Monday, July 6, 2009

What is Jane Austen's attitude towards men as a whole?

Jane Austen's attitude towards men doesn't differ from her attitude toward people as a whole: she values those who are honest, compassionate, genuinely courteous, and straightforward in their dealings with others. In Pride and Prejudice, Elizabeth Bennet learns to value men for the quality of their character: she comes to understand, for example, that although Mr. Darcy initially appears as cold and a snob who doesn't think she's pretty enough to be worth dancing with, underneath he is an honest and stable person who goes to great trouble to help her family out at a moment of crisis. Meanwhile, though she falls hard for the charming and sexually appealing Wickham, Elizabeth comes to recognize that his outward appearance masks a weak and dishonest person. 

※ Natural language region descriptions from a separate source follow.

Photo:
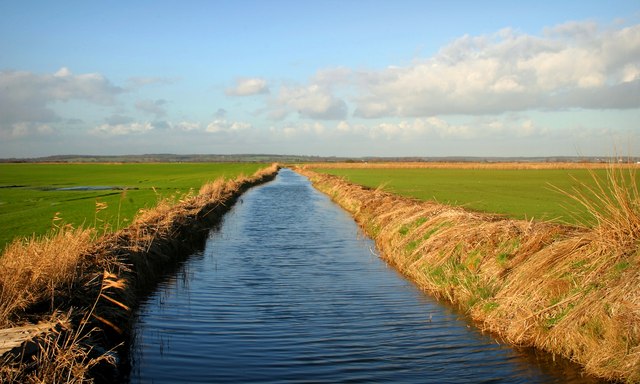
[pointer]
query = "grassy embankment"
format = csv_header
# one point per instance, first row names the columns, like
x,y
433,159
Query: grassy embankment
x,y
86,288
569,290
520,191
30,199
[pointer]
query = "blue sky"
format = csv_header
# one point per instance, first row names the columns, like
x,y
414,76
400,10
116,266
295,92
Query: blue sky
x,y
344,78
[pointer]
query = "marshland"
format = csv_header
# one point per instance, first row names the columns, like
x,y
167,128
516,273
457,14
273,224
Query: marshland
x,y
147,298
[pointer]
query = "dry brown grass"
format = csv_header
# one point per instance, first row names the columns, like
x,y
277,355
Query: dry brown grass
x,y
95,282
32,270
469,165
567,290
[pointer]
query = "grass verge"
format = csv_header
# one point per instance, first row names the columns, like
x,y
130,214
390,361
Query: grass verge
x,y
89,288
572,291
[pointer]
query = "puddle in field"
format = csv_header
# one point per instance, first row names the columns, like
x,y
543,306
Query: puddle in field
x,y
289,290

Austen also condemns Mr. Collins as a pompous fool, and as a mean one too, when he condemns Lydia harshly after his elopement and puts his own needs ahead of helping the family. Austen has some sympathy for Collins, noting he grew up with a harsh father, but in the end, skewers people like him who shamelessly flatter the rich and powerful, and who evaluate others on the basis of their status rather than their hearts. Austen has, as well, little love for fools and hypocrites like Collins who preach to others without sympathy or compassion. 


As DW Harding outlines in a famous essay called "Regulated Hatred," Austen, under the cool facade of her writing style, exposes the small but very real tortures people inflict on others in a rigidly class-based society in which some have money and power and some don't.